How about less information overload? Today we tend to be bombarded with information, commercials, upgrades, bulletins, emails, on and on—as if masses of information were the same as depth and understanding.
We tend to be deluged with an avalanch of input and output of all kinds—what Stephen Covey calls "being lost in the thick of thin things." Yet what would happen if we dialed back, let go of some of our need to be involved and in-the-know, and just consciously focused on a few important matters?
What are important matters? Perhaps loving one another in spite of our differences, as Jesus said. Perhaps projects that turn us on and/or contribute to the common good. And perhaps: Eating an apple. Appreciating the stars in the sky. Smiling at a friend. Smiling at an enemy. Falling to our knees inside at the awesome majesty of existence—at the existence of existence, if you will.
And: Watching a flight of blackbirds. Making a meal. Appriciating our lover, and the existence of love and compassion in this world. Picking up a common stone on the banks of a river in summer. Feeling our cold ears in winter. Caring for each other. Maybe these are some of the truly important things.

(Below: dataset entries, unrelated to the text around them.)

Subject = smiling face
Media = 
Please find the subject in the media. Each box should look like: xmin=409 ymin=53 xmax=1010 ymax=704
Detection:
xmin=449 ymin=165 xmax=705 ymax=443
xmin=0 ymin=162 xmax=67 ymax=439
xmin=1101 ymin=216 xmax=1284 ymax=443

A last example might be letting ourselves quiet down in prayer or meditation. Not necessarily the kind of prayer where we're talking to the All, but perhaps the kind where we're listening intently. Not lstening for anything in particular, not listening for "a message," but listening to the infinite, wordless message embodied in something as basic as the sound of the rain, or the silence of true spaciousness.
Not necessarily the kind of meditation where we're imagining ourselves on a sandy beach, and not necessarily the kind where we're repeating a rosary or a mantra, staying busy, but perhaps the kind that just listens—to something much vaster and emptier than thought, to something as humble and mysterious as a harvest of corn or a meadow of grass or a stumbling-over of love inside.